Das große Tauziehen um eines der strittigsten Gesetze in Tschechien, das Kirchengesetz, geht weiter. Am 18. Dezember 2001 war es in einer ähnlichen Form schon einmal verabschiedet worden. Damals hatten 121 Abgeordnete der nach dem so genannten Oppositionsvertrag miteinander paktierenden Sozial- und Bürgerdemokraten für den Gesetzentwurf votiert, Kommunisten, Christ- und Freiheitsdemokraten hatten ihn abgelehnt. Daraufhin hatte eine Gruppe von 21 Senatoren am 13. Februar 2002 beim Verfassungsgericht in Brno /Brünn eine Beschwerde eingereicht, der am 26. November des gleichen Jahres zu großen Teilen stattgegeben wurde. Vom Verfassungsgericht waren nämlich einige Bestimmungen des Gesetzes, die sich insbesondere mit den Organisationen der kirchlichen Charitas befassten, gestrichen worden. Eine Schlappe für den Staat, doch noch lange kein Grund, die Waffen endgültig zu strecken. Daher legte die nunmehr sozialliberale Regierung am 13. Januar dieses Jahres eine Novelle zum Kirchengesetz vor, in der die Registrierung von Charitas- und Diakonie-Einrichtungen neu definiert wurde. Und zwar in einer Form, die von der Kirche und der ihr nahe stehenden Partei, der Christlich-Demokratischen Volksunion (KDU-CSL), erneut abgelehnt wurde. Der Prager Erzbischof, Kardinal Miloslav Vlk, nennt den Grund:

"Die Verfassung sagt, dass die Kirche ihre Angelegenheiten nach den eigenen Richtlinien regelt. Das Kulturministerium hat diese Richtlinien gebilligt. Aber wenn wir sie dann anwenden und unsere Institutionen gründen, dann gibt uns das Ministerium anhand des Gesetzes vor, dass wir diese Institutionen erst dann in Betrieb nehmen können, wenn sie vom Ministerium abgesegnet werden. Und darin liegt die gesamte Rechtsanhängigkeit."

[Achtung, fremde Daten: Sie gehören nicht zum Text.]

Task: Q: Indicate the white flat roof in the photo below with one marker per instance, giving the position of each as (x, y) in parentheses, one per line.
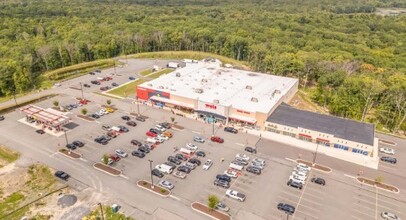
(226, 85)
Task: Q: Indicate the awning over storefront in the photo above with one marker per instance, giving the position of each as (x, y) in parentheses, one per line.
(242, 118)
(171, 101)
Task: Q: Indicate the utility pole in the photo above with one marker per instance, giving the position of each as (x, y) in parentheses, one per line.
(101, 209)
(152, 179)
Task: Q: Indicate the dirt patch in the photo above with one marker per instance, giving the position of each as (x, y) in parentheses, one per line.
(107, 169)
(378, 184)
(85, 117)
(156, 189)
(315, 166)
(213, 213)
(70, 154)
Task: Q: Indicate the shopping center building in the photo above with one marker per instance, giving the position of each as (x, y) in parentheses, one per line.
(225, 95)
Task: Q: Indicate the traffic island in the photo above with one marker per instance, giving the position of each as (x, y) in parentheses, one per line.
(156, 189)
(70, 154)
(315, 166)
(212, 213)
(377, 184)
(109, 170)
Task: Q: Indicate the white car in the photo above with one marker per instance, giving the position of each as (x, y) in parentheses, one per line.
(387, 150)
(121, 153)
(160, 128)
(231, 173)
(191, 147)
(207, 164)
(235, 195)
(242, 157)
(166, 184)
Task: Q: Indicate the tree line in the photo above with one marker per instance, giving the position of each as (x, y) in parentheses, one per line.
(345, 56)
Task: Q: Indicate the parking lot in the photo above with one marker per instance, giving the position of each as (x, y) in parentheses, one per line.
(341, 198)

Der Kardinal prangert in diesem Zusammenhang an, dass der tschechische Staat nach Aufhebung mehrerer Bestimmungen des ersten Gesetzes durch das Verfassungsgericht nunmehr erneut versuche, religiöse Freiheiten und damit auch den Handlungsspielraum der Kirche zu beschränken. Ähnlich sehen es auch die hiesigen Christdemokraten. Der Fraktionsvorsitzende ihrer Abgeordneten, Jaromir Talir, erachtet das neue Gesetz sogar für überflüssig und begründet seine Meinung wie folgt:

"Weil kein Handlungsbedarf dafür besteht, dass ein Problem auf diese Weise gelöst wird. Und zum zweiten sind wir überzeugt davon, dass es im Widerspruch zu einem Beschluss des Verfassungsgerichtes steht, das mit diesem Beschluss schon einmal eine ähnliche Anordnung abgeschmettert hat. Das Abgeordnetenhaus will mit der neuerlichen Gesetzesnovelle nur wieder das Verfassungsgericht testen, ob es zu der gleichen Meinung kommt oder nicht."

In der Tat: Sollte es die letzte Instanz bei der Verabschiedung von Gesetzen, Staatspräsident Vaclav Klaus, nicht dem Senat gleichtun und gegen das novellierte Kirchengesetz nicht auch sein Veto einlegen, dann werden die Senatoren aus den Reihen der Christdemokraten im Verbund mit Bürger- und Freiheitsdemokraten wohl erneut eine Verfassungsbeschwerde einreichen. Womit ein weiteres Mal bewiesen wäre: Staat und Kirche in Tschechien, das passt irgendwie (noch) nicht zusammen.